Defiant Desire
Page 35
The woman said, “Our child wanders away sometimes. She has not been pert to you?” She had the faintest of accents, and the way the little girl looked up at her made Julian wonder if they spoke this way when they were alone.
“Do you live near here?” Charles asked the seemingly innocent question, his gray eyes narrowed with concentration as he watched the child.
“No.” The man almost spat the word, then turned to his family. “Come. There is no time. We have work to do.”
“Wait!” The faint stirrings that had begun in Julian’s mind now became certainty. If handled properly, and if she were correct, they might obtain information and a bed for the night, perhaps even learn of some remote area where they might go to ground for a time. “Do you go on to the next town, then?”
“No.” This time the hostility was more evident as the man pushed the little girl ahead of him. Only the young woman looked at Julian with interest.
Julian took the chance that could destroy them. It had to be done. She had no illusions about what Brother Rob would do if he were taken, and who knew how close the soldiers were on their trail. Charles, shrugging, had turned away and was gathering up the reins of the horses. Nothing could disguise that bearing, that carved profile, just as the distinctive color of her eyes could not be hidden.
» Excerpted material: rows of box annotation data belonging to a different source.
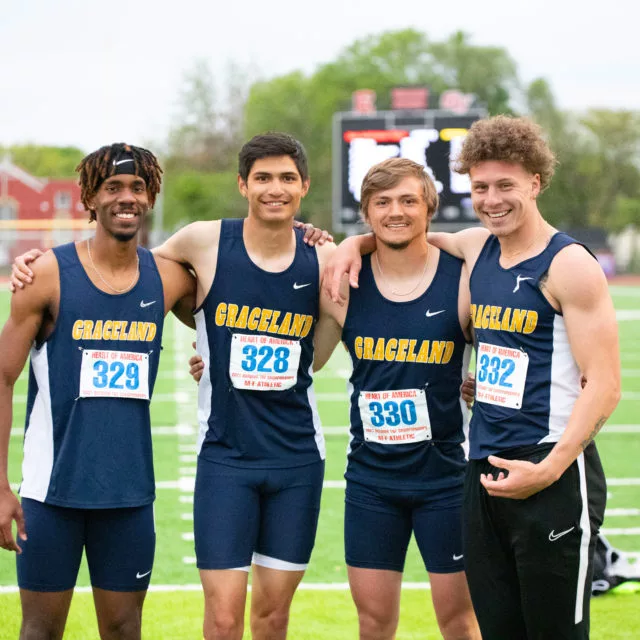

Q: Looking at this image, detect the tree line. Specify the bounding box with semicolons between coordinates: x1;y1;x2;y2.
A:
0;29;640;240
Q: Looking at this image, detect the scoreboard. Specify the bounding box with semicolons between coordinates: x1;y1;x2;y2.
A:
333;109;486;235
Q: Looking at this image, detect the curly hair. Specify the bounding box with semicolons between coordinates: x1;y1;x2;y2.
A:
76;142;162;222
360;158;438;220
454;115;558;192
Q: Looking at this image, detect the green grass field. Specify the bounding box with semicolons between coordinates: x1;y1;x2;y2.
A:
0;287;640;640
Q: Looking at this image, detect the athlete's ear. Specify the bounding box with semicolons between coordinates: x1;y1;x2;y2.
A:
238;175;247;198
531;173;540;200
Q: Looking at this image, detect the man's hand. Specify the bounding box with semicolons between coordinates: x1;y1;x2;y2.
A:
480;456;557;500
460;373;476;409
9;249;43;293
293;220;333;247
189;342;204;384
322;236;362;306
0;488;27;553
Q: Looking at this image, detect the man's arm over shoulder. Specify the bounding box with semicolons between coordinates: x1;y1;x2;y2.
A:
153;220;221;269
427;227;489;272
156;256;196;329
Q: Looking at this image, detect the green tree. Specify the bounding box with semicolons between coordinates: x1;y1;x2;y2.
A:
0;144;85;178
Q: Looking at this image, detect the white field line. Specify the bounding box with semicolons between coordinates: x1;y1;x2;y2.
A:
11;422;640;438
0;584;431;594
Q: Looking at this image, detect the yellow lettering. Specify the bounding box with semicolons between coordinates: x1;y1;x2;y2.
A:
396;338;409;362
384;338;398;362
216;302;227;327
236;304;249;329
82;320;93;340
247;307;262;331
226;304;238;327
416;340;429;362
258;309;273;331
267;311;280;333
71;320;84;340
353;336;362;360
522;311;538;333
278;311;291;336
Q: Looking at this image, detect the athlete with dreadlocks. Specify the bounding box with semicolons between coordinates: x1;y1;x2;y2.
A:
0;144;195;640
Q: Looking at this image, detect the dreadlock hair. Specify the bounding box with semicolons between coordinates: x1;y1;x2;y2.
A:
76;142;162;222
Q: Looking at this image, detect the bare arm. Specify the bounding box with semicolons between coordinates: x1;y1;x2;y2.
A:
481;245;620;498
153;220;221;304
322;233;376;304
0;255;57;553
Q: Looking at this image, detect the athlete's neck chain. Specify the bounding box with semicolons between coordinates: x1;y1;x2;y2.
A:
87;239;140;293
375;250;429;298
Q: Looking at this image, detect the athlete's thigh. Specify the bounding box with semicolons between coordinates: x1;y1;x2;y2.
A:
344;481;412;572
86;504;156;602
462;460;527;638
515;448;604;640
253;460;324;571
193;457;261;570
413;486;464;573
16;498;85;592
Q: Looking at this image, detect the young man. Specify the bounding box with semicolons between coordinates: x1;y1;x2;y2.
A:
0;144;195;639
318;158;480;640
324;116;620;639
148;133;335;640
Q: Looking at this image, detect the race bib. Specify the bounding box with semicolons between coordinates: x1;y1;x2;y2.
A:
358;389;431;444
476;342;529;409
229;333;302;391
79;349;149;400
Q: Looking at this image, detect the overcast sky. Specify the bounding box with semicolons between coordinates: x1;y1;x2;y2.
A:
0;0;640;152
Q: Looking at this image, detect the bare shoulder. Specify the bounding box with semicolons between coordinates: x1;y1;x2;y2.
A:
542;244;609;307
315;242;338;270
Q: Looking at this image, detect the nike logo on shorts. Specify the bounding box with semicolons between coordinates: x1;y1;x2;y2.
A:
549;527;575;542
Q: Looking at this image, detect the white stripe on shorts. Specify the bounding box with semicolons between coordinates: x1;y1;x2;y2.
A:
252;553;309;571
574;453;591;624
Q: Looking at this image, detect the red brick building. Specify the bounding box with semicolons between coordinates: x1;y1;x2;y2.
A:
0;157;91;265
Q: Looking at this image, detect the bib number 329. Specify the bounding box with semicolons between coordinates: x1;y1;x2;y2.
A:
79;349;149;400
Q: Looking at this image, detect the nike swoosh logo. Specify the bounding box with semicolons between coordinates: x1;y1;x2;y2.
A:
512;276;533;293
549;527;575;542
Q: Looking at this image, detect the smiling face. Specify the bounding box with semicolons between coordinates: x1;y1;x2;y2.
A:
469;160;540;237
90;174;149;242
365;176;429;249
238;156;309;222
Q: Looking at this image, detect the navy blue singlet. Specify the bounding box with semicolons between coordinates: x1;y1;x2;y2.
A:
195;220;325;469
342;251;470;489
20;243;164;508
469;233;592;459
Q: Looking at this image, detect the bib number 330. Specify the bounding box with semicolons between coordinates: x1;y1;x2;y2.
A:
79;349;149;400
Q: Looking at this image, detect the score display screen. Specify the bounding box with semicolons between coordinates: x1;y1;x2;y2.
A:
333;110;485;235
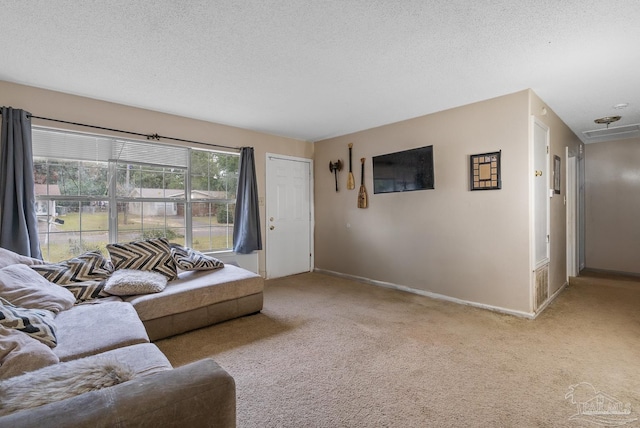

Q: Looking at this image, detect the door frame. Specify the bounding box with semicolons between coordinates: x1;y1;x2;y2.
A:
528;115;551;312
565;147;580;282
264;152;316;279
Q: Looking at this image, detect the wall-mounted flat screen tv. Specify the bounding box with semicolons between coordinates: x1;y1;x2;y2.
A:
373;146;434;193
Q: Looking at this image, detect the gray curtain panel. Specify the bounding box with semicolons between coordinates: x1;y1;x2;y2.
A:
233;147;262;254
0;107;42;259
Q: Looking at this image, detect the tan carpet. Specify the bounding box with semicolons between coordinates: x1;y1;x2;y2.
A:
158;273;640;428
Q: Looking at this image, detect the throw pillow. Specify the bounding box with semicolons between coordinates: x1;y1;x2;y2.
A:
0;265;76;313
0;326;60;379
62;279;109;303
0;298;58;348
0;247;44;268
104;269;167;296
107;238;178;281
169;244;224;270
0;357;134;415
31;251;113;285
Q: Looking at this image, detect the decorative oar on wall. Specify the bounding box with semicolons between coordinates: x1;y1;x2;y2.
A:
329;159;342;192
358;158;369;208
347;143;356;190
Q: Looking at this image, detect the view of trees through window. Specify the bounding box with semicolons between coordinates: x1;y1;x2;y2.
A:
34;131;239;262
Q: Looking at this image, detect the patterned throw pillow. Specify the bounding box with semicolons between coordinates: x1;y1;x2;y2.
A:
0;298;58;348
169;244;224;270
107;238;178;281
31;251;113;285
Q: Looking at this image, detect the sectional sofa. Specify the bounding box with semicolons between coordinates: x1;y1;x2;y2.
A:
0;242;264;427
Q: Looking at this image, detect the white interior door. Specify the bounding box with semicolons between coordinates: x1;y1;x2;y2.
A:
566;149;579;280
266;153;313;278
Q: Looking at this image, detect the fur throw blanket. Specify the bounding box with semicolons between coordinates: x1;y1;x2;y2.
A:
0;358;134;416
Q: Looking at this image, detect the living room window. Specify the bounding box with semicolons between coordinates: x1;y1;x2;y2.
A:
32;127;239;262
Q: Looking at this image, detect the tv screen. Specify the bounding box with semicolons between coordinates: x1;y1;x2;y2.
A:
373;146;433;193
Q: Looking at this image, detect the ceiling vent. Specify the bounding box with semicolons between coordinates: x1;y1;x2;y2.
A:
583;123;640;138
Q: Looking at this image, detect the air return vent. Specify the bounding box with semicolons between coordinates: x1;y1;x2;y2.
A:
583;123;640;138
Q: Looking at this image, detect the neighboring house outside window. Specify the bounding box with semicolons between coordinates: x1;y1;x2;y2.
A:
33;127;239;262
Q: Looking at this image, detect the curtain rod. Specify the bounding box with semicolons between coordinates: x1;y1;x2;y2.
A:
0;109;242;150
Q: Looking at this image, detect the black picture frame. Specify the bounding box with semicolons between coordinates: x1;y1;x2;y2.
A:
469;150;502;190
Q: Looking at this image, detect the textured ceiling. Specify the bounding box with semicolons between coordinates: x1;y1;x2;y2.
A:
0;0;640;142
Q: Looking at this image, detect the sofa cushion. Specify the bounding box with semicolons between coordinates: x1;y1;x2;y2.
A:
0;265;76;312
54;300;149;361
0;355;134;415
107;238;178;281
104;269;167;296
92;343;173;377
125;264;264;321
31;251;113;285
169;243;224;271
0;326;60;379
0;298;57;348
62;279;110;303
0;247;44;268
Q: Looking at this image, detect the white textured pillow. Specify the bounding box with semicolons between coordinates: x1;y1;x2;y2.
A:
104;269;167;296
169;244;224;270
0;265;76;313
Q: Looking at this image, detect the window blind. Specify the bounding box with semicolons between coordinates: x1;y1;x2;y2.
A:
32;127;189;168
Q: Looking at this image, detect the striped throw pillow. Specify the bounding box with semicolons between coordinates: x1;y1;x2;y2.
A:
107;238;178;281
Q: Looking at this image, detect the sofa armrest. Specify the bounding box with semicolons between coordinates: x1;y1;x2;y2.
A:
0;358;236;428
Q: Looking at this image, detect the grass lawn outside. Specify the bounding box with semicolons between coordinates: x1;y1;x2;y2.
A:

“The Romany are not the only ones who flee in these days. We seek only a quiet place to rest. The danger is not from us but from those who rule.”
The others stood very still, the man’s face growing darker as the woman moved closer to him. He fingered his knife and Julian thought, belatedly, that once again they must fight for their lives.
CHAPTER THIRTY-NINE
The small bird sounded his one-note call over and over. Julian was acutely conscious of the dog-shaped cloud merging with another one on the horizon. Her right foot was numb from the puddle of water she had inadvertently stepped in moments before. Charles came to grip her arm, his fingers closing on the very bone. A cow bawled in the distance, and a tiny green lizard flicked over a stone beside the child who knelt to touch it.
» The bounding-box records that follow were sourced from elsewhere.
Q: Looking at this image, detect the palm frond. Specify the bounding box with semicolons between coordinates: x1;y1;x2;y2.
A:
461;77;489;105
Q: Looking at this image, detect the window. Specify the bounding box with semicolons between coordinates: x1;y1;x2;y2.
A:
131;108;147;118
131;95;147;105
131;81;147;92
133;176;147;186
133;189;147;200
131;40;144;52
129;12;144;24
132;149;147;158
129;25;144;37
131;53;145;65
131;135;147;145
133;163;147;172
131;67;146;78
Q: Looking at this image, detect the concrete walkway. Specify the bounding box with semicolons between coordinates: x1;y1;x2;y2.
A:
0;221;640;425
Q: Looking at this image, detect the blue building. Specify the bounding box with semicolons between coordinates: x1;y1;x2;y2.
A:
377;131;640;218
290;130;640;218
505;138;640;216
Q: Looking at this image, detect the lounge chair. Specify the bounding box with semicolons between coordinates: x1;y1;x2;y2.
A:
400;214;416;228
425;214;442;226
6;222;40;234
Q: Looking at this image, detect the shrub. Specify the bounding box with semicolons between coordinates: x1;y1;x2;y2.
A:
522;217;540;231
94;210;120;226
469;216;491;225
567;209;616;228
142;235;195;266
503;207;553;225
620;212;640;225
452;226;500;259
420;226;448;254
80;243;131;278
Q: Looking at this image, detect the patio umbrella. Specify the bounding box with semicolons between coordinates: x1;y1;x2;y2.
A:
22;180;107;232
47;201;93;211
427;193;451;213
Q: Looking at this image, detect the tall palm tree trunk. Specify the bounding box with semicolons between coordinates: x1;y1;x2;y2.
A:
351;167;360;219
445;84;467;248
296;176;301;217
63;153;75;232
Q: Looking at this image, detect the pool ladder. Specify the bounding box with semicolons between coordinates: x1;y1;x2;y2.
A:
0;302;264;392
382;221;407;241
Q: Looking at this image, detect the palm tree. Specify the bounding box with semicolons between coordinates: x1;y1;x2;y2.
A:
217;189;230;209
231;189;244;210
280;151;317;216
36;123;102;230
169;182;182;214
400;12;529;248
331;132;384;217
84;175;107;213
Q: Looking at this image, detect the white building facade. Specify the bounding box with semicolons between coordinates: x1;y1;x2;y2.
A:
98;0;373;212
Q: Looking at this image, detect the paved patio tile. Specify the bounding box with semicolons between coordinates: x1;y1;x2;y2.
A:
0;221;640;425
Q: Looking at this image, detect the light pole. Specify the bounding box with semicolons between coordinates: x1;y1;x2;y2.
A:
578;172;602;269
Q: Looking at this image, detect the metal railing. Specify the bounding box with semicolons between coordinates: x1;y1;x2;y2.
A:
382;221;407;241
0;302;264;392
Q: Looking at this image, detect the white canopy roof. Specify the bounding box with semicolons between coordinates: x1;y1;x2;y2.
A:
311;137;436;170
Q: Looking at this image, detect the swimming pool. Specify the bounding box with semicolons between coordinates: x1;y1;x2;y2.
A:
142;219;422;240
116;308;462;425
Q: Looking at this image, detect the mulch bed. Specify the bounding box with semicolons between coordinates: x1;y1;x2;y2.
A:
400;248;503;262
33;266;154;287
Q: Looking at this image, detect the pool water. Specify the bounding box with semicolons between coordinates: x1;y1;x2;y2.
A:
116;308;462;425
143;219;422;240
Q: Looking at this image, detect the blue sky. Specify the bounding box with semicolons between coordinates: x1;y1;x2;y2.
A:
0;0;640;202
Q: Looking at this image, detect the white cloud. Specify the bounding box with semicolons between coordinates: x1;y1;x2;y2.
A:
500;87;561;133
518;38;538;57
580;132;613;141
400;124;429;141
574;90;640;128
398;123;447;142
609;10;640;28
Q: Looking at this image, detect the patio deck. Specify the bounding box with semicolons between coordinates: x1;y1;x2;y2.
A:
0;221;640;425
The woman spoke to Julian in a rush of strange syllables, her brows lifted in a question. Julian shook her head as the woman stared assessingly at her, then subjected Charles to the same scrutiny. Elspeth had often complained of beggars and Egyptians in the grounds of Redeswan, but Julian had never been allowed near them; later persecutions had made the household more sympathetic toward those who fled.
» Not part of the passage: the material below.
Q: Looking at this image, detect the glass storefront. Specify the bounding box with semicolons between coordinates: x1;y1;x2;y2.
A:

“Why do you tell us your secret?” The woman put her hand on the man’s, and he let it fall from the knife.
“You are Romany. You know the ways of hiding.” Julian was surprised that her voice did not shake. “We are all fugitive, are we not?”
“Come with us for now. You shall share our food and tell us your tale.” She smiled, and the black eyes lit up. "You are bold and that is amusing.”
Charles expelled his breath with an audible sound. The dark man grunted, jerked his head at them, and strode away toward the distant hill, the child at his heels. The very set of his back was one of resistance.
The woman said, “I am Armita, that is my husband, Yarno, and our daughter, Tasa.”
“Alison and Ned.” Julian spoke quickly before Charles could. The simple tale that had come to her would have to suffice.
“Come.” Armita began to walk swiftly ahead.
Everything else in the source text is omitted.